# File I/O

Chapter 7 of Py4E covers files and input/output (I/O).

For this chapter, some of the things may be easier to do in scripts on the cluster...

I've copied the Py4E sample code and data to `/ufrc/zoo6927/share/Class_Files/Py4E_files/code3`.

## File handles

Section 7.2 talks about opening files and has this figure:

![File handle image](attachment:filehandle.png)

As noted in the text, **if** the `open` command is successful, what is returned is not the actual data, but a **file handle** to the file which can be used to read the data.

## Reading files

Look at `open.py`. **Note:** in class, I'll use the text editor vim because it shows contextual coloring. I suggest you stick with nano, Atom or other editors.

`open.py` reads the file line by line, which is usually a good thing.
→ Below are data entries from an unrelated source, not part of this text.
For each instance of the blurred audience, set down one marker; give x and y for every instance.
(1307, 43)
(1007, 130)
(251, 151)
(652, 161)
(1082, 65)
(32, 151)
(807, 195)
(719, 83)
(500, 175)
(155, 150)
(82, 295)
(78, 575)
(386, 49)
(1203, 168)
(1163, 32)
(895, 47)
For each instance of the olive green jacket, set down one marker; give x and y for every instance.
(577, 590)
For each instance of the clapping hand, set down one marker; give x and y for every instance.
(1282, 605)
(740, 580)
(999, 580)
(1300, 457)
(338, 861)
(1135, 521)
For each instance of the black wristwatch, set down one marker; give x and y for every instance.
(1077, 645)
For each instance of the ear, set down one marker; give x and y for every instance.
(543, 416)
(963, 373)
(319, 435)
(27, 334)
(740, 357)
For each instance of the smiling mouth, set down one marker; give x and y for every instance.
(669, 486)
Sometimes, it can be helpful to have the whole file in memory, see the `fhand.read()` function on p. 82 of the PDF for an example of how to do this.


Look at `search1.py`. Notice the extra blank lines between the lines found. This is because the line itself has a new line character and that is printed in addition to the default new line after each print.
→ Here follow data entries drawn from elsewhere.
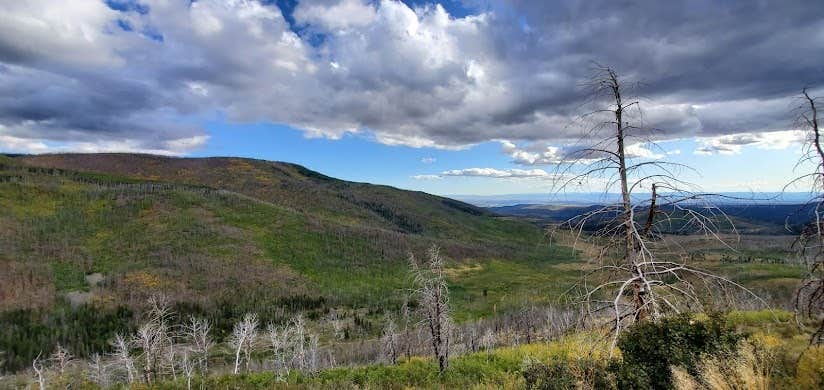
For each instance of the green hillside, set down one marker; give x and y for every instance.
(223, 236)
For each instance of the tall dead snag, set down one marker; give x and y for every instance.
(433, 295)
(809, 297)
(636, 277)
(242, 340)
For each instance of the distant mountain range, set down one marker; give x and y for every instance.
(595, 198)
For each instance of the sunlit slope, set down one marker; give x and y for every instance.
(228, 231)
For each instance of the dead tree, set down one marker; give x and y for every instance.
(61, 358)
(433, 295)
(153, 337)
(196, 333)
(389, 340)
(121, 355)
(633, 279)
(39, 372)
(97, 371)
(809, 296)
(279, 344)
(187, 366)
(243, 338)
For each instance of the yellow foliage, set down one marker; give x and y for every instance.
(810, 371)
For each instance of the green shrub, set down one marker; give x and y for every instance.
(677, 341)
(563, 374)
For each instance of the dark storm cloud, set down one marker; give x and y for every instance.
(415, 76)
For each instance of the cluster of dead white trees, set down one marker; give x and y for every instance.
(809, 297)
(636, 274)
(159, 351)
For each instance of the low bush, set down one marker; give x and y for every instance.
(679, 341)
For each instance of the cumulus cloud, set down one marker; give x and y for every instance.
(544, 154)
(145, 73)
(733, 144)
(489, 173)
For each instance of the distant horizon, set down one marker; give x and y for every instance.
(446, 97)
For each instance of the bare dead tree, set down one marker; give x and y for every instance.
(337, 324)
(61, 358)
(196, 333)
(634, 280)
(433, 293)
(187, 366)
(299, 342)
(154, 337)
(39, 372)
(279, 344)
(243, 338)
(389, 340)
(809, 296)
(97, 371)
(122, 356)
Py4E uses the `line.rstrip()` function to remove white space from the *right* side of the string to remove the line break. I typically use `line.strip()` to remove whitespace from either side.

## Section 7.6 Letting the user choose the file name

This section adds a prompt for user input. Look at `search6.py`.

This of course leads into the next section on using `try:` and `except:` if the file the user types doesn't exist.

Look at `search7.py`.

## Command line arguments: `argparse`

That's all well and good, but requires a user to be sitting there to type the name of the file to run the script on.

But what if we submit the script the a scheduler? Or we have 1,000 files to process? Do you want to type 1,000 file names???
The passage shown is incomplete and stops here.